Hasta hace pocas semanas nos quedaba una sensación de rareza: nos bombardean con campaña electoral por todos lados pero sin candidatos de carne y hueso. Esta situación dio un vuelco cuando en la mañana del sábado 18 de mayo Cristina Fernandez de Kirchner anunció por redes sociales que iría como vicepresidenta de Alberto Fernández. Lanzada así la fórmula “F-F” (la única ya definida junto a la del FIT), el kirchnerismo tomó la delantera en iniciativa política y obligó a todo de los partidos patronales a rever la siguiente jugada.

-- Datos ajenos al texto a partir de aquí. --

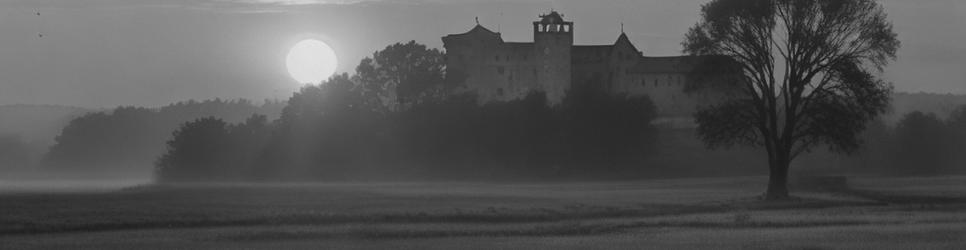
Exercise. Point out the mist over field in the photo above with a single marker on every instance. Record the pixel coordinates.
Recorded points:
(277, 124)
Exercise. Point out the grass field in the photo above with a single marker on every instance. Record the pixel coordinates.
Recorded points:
(719, 213)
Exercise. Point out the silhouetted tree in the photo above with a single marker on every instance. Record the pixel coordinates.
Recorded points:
(197, 151)
(401, 73)
(130, 138)
(603, 129)
(805, 73)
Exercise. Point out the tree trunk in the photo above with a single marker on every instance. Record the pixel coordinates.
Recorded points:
(778, 179)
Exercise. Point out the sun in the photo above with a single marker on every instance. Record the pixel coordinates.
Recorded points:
(311, 61)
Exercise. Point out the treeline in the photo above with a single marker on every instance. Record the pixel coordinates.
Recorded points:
(327, 133)
(924, 144)
(127, 140)
(396, 119)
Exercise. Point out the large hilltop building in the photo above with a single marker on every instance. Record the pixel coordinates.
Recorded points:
(498, 70)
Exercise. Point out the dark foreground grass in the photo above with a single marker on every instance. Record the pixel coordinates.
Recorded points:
(231, 214)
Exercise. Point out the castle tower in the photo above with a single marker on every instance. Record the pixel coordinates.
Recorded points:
(553, 40)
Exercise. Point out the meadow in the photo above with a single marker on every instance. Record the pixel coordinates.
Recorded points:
(720, 213)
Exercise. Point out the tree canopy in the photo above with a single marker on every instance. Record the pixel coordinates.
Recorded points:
(807, 70)
(400, 73)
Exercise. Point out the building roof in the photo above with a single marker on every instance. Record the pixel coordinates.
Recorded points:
(552, 18)
(478, 29)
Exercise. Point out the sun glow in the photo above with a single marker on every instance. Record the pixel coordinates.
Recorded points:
(311, 61)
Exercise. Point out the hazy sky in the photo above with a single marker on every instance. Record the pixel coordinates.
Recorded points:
(104, 53)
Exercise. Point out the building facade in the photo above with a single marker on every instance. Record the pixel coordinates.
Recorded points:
(500, 71)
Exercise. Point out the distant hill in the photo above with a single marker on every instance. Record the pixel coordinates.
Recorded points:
(940, 104)
(26, 131)
(127, 140)
(37, 125)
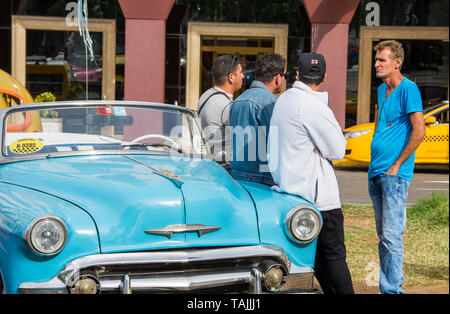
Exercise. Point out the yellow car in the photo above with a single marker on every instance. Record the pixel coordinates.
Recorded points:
(12, 93)
(433, 149)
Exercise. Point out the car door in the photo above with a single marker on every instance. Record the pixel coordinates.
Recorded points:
(434, 147)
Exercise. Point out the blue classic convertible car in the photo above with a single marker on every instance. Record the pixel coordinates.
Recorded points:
(120, 197)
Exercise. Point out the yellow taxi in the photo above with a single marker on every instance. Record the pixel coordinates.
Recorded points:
(13, 93)
(434, 148)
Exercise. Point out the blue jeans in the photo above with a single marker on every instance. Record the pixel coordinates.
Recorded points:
(388, 194)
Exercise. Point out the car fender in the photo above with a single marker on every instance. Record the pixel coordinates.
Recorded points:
(18, 207)
(272, 208)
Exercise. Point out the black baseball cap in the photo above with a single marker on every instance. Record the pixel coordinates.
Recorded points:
(311, 65)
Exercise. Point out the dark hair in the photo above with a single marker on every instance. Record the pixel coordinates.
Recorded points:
(312, 81)
(222, 66)
(269, 65)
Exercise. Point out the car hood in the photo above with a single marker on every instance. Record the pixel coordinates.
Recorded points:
(125, 197)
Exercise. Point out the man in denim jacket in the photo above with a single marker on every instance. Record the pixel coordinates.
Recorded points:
(250, 117)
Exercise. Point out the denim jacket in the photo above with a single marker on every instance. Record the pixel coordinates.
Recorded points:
(250, 117)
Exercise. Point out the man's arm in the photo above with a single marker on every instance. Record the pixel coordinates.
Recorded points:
(417, 135)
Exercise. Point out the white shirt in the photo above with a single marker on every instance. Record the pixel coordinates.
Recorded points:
(304, 136)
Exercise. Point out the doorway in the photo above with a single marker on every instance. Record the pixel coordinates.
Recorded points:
(207, 41)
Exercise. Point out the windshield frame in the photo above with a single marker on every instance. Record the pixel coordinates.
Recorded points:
(4, 158)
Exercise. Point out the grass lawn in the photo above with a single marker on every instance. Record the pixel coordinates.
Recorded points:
(426, 243)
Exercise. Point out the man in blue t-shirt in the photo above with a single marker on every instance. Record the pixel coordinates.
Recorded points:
(399, 130)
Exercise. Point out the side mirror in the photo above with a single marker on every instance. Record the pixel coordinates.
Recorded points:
(430, 120)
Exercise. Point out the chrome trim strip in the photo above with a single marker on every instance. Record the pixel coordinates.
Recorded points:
(169, 230)
(52, 286)
(125, 285)
(184, 281)
(10, 159)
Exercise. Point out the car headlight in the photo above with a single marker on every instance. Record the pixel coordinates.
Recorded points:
(355, 134)
(303, 224)
(46, 235)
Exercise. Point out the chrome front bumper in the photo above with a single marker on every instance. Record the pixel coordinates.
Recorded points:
(229, 269)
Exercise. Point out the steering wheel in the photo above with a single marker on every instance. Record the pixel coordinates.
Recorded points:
(143, 137)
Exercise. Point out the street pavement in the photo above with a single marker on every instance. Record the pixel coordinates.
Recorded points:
(353, 184)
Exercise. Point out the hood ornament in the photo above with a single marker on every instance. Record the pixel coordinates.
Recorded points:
(169, 230)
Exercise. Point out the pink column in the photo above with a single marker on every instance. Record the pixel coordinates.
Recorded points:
(329, 36)
(145, 59)
(145, 48)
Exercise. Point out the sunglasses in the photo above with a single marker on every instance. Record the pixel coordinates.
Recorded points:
(230, 69)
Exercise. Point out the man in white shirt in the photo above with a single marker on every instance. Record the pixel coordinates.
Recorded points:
(214, 107)
(304, 137)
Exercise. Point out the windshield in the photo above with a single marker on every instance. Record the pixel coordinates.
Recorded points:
(100, 128)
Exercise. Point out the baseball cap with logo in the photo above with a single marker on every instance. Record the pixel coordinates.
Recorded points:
(312, 65)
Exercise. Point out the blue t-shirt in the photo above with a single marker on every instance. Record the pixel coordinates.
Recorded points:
(394, 128)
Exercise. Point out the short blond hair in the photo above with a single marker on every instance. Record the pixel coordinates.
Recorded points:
(395, 47)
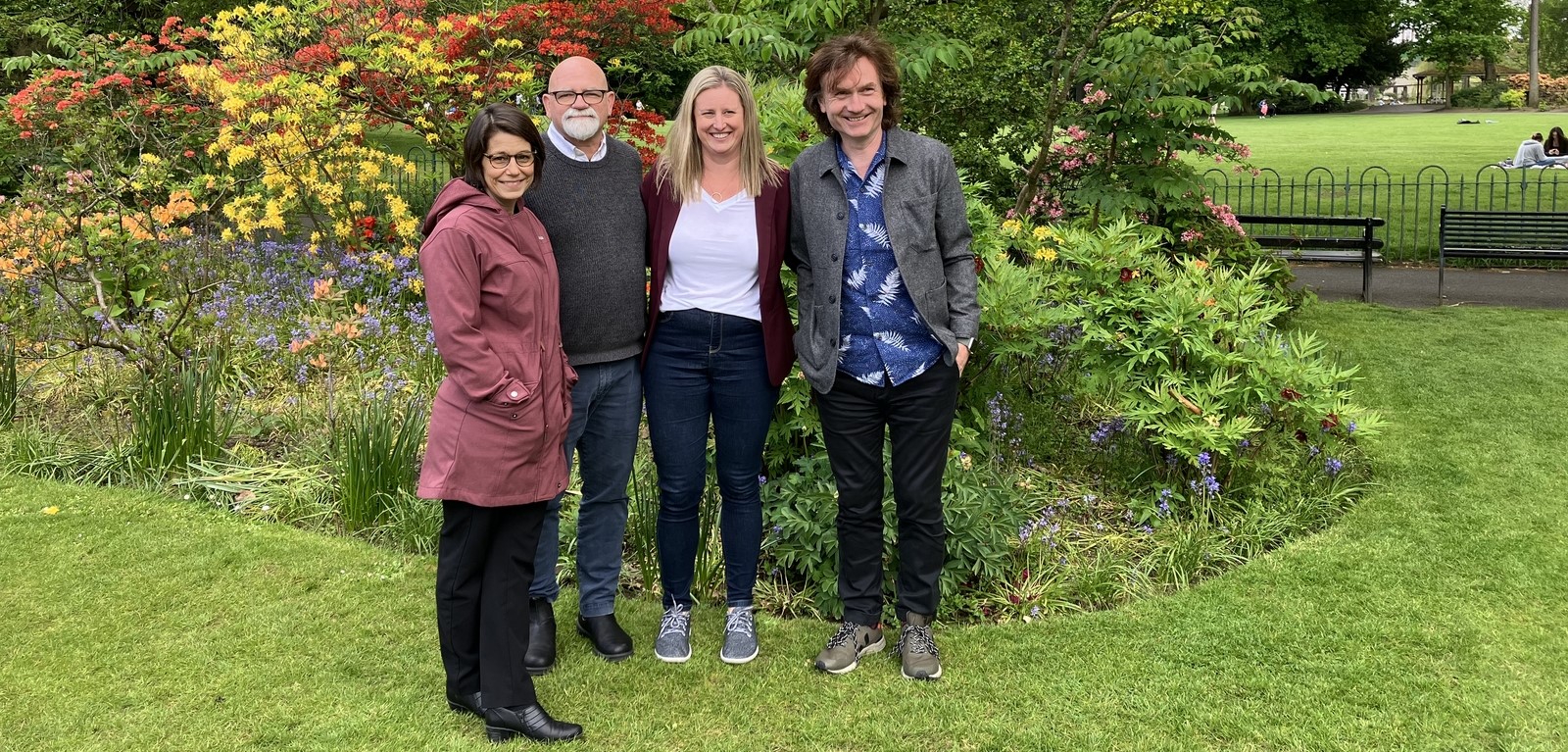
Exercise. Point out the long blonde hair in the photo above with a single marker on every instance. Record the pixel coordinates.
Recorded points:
(681, 164)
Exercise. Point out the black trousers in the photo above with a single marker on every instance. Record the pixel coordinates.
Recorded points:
(483, 569)
(917, 417)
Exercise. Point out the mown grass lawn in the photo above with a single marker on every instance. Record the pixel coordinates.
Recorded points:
(1400, 143)
(1434, 616)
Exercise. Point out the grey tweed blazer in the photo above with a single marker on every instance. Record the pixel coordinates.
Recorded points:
(924, 209)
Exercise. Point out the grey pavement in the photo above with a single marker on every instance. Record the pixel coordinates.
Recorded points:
(1418, 286)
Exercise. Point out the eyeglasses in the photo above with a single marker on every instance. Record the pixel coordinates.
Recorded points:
(501, 161)
(569, 98)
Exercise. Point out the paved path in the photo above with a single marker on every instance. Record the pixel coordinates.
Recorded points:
(1418, 286)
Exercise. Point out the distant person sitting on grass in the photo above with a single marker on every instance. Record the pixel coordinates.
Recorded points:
(1534, 154)
(1556, 143)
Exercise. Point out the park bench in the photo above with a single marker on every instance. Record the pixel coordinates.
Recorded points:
(1525, 235)
(1314, 240)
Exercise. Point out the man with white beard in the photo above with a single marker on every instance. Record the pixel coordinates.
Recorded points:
(590, 204)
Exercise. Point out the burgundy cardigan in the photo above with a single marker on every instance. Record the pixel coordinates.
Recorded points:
(778, 333)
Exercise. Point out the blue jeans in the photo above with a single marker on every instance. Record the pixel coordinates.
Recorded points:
(705, 366)
(608, 407)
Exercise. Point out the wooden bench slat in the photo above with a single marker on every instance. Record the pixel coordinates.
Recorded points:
(1507, 234)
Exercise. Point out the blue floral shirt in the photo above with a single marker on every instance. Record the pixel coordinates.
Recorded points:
(883, 338)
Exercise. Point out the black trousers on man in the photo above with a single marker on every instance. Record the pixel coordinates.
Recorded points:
(483, 569)
(917, 418)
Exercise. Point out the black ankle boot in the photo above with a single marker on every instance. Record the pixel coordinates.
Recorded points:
(532, 721)
(609, 639)
(541, 637)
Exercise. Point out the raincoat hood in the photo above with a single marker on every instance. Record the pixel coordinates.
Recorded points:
(455, 195)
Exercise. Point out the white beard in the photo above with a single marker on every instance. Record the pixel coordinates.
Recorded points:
(580, 123)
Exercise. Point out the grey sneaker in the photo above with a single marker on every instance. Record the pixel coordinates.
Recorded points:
(847, 645)
(741, 636)
(917, 649)
(674, 634)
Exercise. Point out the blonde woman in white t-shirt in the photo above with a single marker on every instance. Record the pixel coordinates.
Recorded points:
(718, 342)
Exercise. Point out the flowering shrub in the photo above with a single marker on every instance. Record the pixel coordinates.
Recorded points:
(102, 245)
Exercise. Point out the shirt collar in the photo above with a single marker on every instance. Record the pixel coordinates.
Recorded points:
(572, 151)
(849, 167)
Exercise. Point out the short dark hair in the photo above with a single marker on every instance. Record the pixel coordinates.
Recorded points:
(499, 118)
(836, 57)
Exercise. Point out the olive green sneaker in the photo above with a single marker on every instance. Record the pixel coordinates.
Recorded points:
(847, 645)
(917, 649)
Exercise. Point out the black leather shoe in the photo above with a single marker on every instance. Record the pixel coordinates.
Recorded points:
(532, 721)
(609, 639)
(466, 702)
(541, 637)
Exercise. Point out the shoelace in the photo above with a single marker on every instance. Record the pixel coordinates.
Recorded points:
(676, 621)
(741, 621)
(844, 636)
(919, 641)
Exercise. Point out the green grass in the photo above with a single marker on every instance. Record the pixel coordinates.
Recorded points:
(1399, 143)
(1434, 616)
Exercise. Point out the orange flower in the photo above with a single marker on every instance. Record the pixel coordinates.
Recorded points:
(321, 289)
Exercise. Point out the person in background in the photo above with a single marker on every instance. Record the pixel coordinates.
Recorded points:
(1534, 154)
(499, 418)
(888, 313)
(1556, 143)
(718, 342)
(590, 204)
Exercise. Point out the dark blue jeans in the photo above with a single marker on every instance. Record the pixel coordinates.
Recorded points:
(608, 407)
(708, 368)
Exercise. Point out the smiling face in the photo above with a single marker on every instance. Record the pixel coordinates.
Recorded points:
(579, 122)
(854, 104)
(720, 122)
(507, 184)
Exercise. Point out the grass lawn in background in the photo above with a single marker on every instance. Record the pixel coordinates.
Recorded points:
(1432, 618)
(1400, 143)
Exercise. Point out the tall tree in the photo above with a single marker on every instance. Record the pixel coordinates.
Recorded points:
(1554, 36)
(1330, 43)
(1454, 33)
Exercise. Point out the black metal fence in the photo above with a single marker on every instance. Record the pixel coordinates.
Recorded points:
(1410, 204)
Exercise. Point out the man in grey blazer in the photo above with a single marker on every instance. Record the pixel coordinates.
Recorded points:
(888, 315)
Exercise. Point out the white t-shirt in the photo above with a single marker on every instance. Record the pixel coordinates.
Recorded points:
(713, 258)
(1531, 151)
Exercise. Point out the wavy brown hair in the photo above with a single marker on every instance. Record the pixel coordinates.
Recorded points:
(836, 57)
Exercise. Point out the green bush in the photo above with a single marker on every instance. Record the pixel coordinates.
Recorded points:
(378, 452)
(176, 418)
(1486, 94)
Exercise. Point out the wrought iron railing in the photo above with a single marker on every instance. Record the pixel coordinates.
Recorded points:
(1410, 204)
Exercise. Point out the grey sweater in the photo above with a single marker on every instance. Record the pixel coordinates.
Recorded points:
(593, 212)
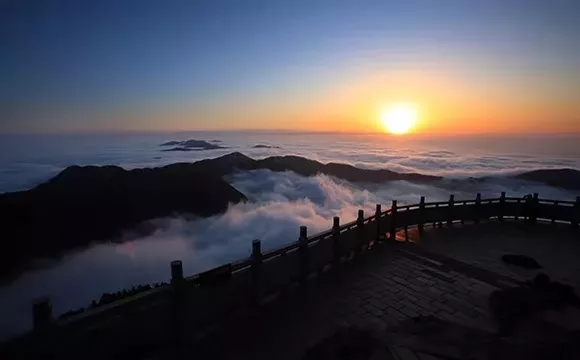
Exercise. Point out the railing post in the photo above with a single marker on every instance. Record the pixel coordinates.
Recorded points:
(378, 213)
(501, 206)
(336, 240)
(303, 251)
(256, 271)
(178, 282)
(421, 224)
(450, 213)
(42, 312)
(393, 222)
(477, 208)
(576, 215)
(362, 241)
(534, 209)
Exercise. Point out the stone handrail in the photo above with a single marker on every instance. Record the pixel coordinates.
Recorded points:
(191, 305)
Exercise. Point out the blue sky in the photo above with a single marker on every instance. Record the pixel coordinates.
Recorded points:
(65, 60)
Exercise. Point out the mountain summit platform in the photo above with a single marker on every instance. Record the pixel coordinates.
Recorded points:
(447, 273)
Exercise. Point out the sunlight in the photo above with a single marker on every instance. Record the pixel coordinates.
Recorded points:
(399, 119)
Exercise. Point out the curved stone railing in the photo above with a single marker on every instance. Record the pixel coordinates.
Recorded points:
(191, 305)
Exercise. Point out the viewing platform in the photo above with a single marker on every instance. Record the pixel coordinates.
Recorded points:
(430, 259)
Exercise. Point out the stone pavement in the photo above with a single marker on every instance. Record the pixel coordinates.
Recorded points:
(447, 274)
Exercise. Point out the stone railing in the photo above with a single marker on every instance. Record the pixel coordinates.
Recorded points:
(192, 305)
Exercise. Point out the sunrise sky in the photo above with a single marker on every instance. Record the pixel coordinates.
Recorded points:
(468, 66)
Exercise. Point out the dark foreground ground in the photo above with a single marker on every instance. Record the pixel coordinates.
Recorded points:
(422, 299)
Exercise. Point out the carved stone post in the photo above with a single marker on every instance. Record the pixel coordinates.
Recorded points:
(501, 206)
(336, 240)
(421, 224)
(304, 256)
(378, 214)
(179, 302)
(393, 230)
(362, 241)
(477, 208)
(450, 213)
(256, 270)
(576, 215)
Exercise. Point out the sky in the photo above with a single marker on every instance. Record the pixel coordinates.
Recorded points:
(466, 66)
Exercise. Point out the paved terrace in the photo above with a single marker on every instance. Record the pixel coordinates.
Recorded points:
(380, 273)
(445, 272)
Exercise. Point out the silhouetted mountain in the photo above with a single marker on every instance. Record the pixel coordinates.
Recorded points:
(190, 145)
(261, 146)
(84, 204)
(236, 161)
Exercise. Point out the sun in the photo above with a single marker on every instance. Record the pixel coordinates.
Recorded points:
(399, 119)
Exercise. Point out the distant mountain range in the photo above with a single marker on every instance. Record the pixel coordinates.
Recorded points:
(91, 203)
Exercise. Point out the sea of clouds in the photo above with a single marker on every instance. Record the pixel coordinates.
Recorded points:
(279, 204)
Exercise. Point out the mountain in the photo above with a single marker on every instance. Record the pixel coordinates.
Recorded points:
(229, 163)
(91, 203)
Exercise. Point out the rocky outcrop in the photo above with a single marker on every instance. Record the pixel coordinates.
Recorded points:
(84, 204)
(261, 146)
(191, 145)
(236, 161)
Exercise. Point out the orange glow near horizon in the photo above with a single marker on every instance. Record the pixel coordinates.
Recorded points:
(440, 102)
(399, 119)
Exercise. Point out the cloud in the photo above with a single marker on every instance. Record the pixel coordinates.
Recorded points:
(280, 204)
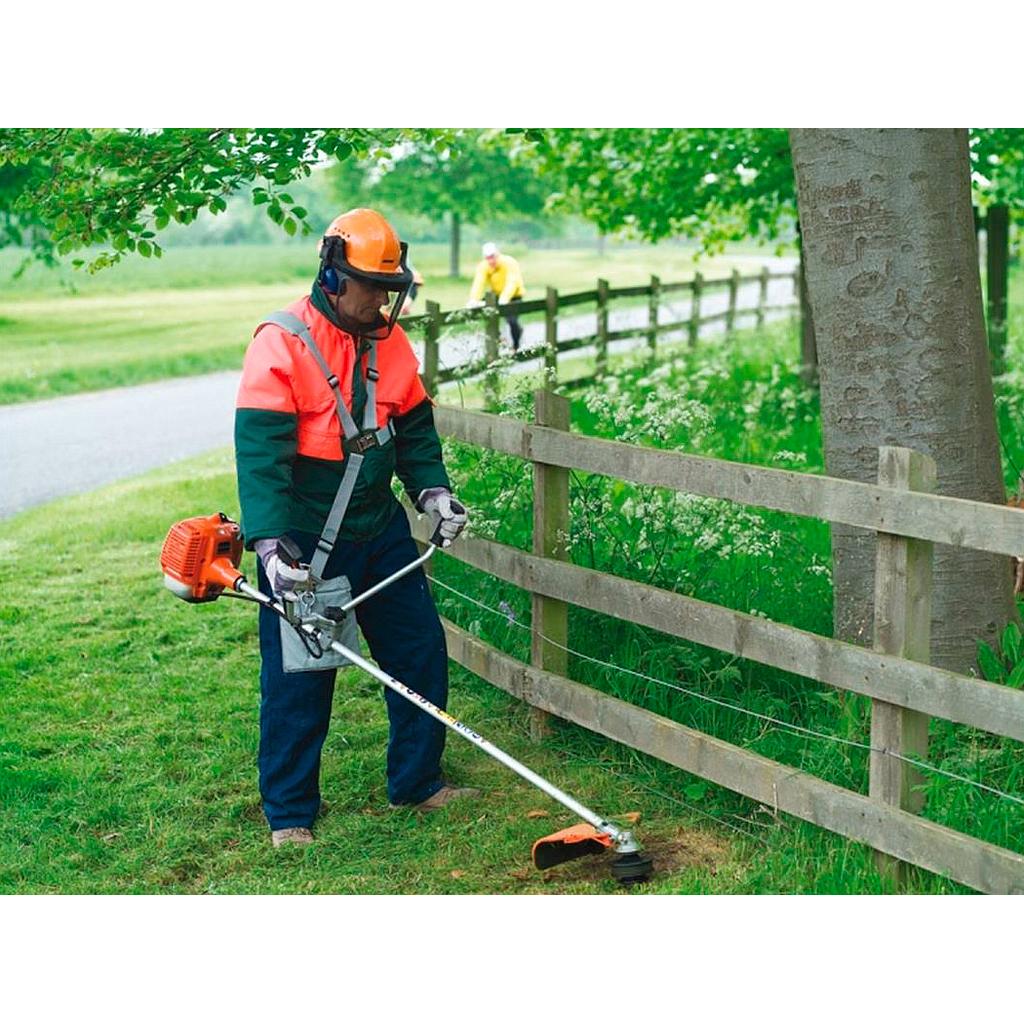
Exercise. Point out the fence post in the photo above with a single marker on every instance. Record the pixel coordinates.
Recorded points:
(551, 540)
(763, 296)
(902, 627)
(730, 316)
(551, 337)
(491, 338)
(602, 328)
(653, 303)
(430, 346)
(695, 290)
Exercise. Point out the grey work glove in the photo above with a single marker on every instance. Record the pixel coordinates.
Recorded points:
(445, 513)
(283, 578)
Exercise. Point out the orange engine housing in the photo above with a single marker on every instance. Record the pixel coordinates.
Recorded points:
(201, 557)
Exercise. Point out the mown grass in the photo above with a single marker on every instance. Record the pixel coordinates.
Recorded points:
(129, 720)
(194, 311)
(735, 401)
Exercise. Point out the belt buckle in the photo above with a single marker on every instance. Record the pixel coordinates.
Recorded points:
(363, 441)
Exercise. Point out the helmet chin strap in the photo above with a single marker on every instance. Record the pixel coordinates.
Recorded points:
(353, 327)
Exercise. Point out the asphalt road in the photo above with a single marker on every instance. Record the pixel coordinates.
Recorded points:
(69, 445)
(61, 446)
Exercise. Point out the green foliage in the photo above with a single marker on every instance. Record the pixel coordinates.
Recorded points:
(118, 187)
(472, 176)
(1007, 665)
(712, 184)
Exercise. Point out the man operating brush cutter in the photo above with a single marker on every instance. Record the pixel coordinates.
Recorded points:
(330, 408)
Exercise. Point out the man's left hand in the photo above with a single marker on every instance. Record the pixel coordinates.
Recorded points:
(446, 514)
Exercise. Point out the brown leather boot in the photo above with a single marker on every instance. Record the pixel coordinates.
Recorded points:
(444, 796)
(300, 837)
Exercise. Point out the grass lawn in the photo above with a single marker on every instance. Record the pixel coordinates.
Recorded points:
(127, 752)
(194, 311)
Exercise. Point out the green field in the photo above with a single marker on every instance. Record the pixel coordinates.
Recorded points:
(127, 755)
(194, 311)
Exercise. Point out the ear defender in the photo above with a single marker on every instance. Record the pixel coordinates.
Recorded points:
(330, 280)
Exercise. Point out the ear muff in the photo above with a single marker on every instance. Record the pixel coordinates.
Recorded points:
(330, 279)
(330, 282)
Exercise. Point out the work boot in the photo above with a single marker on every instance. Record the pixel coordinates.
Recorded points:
(300, 837)
(443, 796)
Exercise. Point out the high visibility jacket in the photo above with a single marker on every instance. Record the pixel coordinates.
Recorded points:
(505, 280)
(288, 440)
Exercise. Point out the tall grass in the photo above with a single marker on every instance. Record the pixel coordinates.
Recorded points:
(734, 401)
(194, 311)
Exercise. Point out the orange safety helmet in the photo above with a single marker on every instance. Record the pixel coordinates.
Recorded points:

Distintos caminos, el mismo fin
Pero desde El Roble no nos interesa tanto meternos en los aspectos de la politiquería mediática, las idas, vueltas y “panquequeadas” de los posibles candidatos, sino más bien analizar el marco político económico en el que se cocina la contienda electoral de octubre.
En ese sentido, podemos decir que la hoja de ruta del ajuste en curso tiene dos fórmulas. Por un lado, los “10 puntos” impulsados desde el gobierno de Macri como forma de alcanzar acuerdos estratégicos que puedan permanecer más allá de los resultados electorales que incluyen garantizar la reforma laboral y previsional, más ajuste y tarifazos. Todo a pedido del FMI y los grandes capitales. Haciendo como que abren el juego a los demás espacios políticos pretenden ajustar el timón en la dirección ya planteada en estos años de gestión de Cambiemos. Por el otro lado, se plantea una reedición del “pacto social” como la fórmula para alcanzar acuerdos entre distintos sectores sociales, fundamentalmente empresas y sindicatos, y así contrarrestar la crisis económica. En los hechos, esto es darle impulso al mercado interno y a la producción fabril al precio de garantizar a las empresas las condiciones para su rentabilidad. Es decir, necesariamente ir por la reforma laboral, mantener bajos salarios. Y desde luego, pagar la deuda pero intentando renegociar los acuerdos con el FMI. Por si hiciera falta aclararlo, al conjunto de trabajadores y trabajadoras nos toca bajar la cabeza y resignarnos porque -ahora sí- se carga con la “pesada herencia”.
Saliendo de la tontería analítica que supone el “son lo mismo”, pues a las claras no lo son, hay que decir que ambos planes suponen la retracción de las condiciones laborales y bancar que continúe el ajuste. Es que la clase capitalista tiene un completo acuerdo en cuáles son las medidas que tienen que imponerse para que se reimpulsen sus ganancias. Acuerdan con que el proyecto Cambiemos se hunde en el total fracaso (aunque exitoso desde el punto de vista de achicar el costo laboral: al momento de asumir el salario promedio era de 600 dólares, actualmente esa cifra bajó a unos 270 dólares) y buscan un reemplazo que garantice paz social y que sea capaz de hacer pasar el plan de económico.

Perro que ladra…
Frente al deterioro de las condiciones de vida y de la economía en general, las principales conducciones sindicales apuestan a ser la pata que encabece los reclamos en las calles. El 30 de abril el sector conducido por Moyano, opositor a las cúpulas de la CGT lanzaron un paro que además de alto nivel de adhesión fue acompañado por una gran movilización. Casi un mes más tarde, en la misma fecha que se cumplieran los 50 años del Cordobazo, la CGT no tuvo más remedio que decretar el paro general, también de gran contundencia, aunque esta vez solo movilizaron los sectores clasistas y el 21F de Moyano con piquetes y ollas populares en todo el país. Más allá de las diversas disputas al interior de la burocracia sindical, las dos fechas expresaron lo evidente: que existe un gran descontento social, que hay predisposición a la lucha, que la bronca crece y que por estos motivos las burocracias se vieron forzadas a llamar a estas medidas. Aunque sin embargo, al no ir acompañados los paros con planes de lucha gestados desde las bases, solo sirven en los hechos para descomprimir. Esto también hay que decirlo, las conducciones peronistas, en todas sus variantes, han sido sumamente exitosas desde el 2018 cuando tomaron las riendas de la movilización y ladraron para después no ir a fondo en la lucha para terminar con la política de Cambiemos. Lograron llevar toda el agua para el molino electoral y esperar a morder… en las urnas.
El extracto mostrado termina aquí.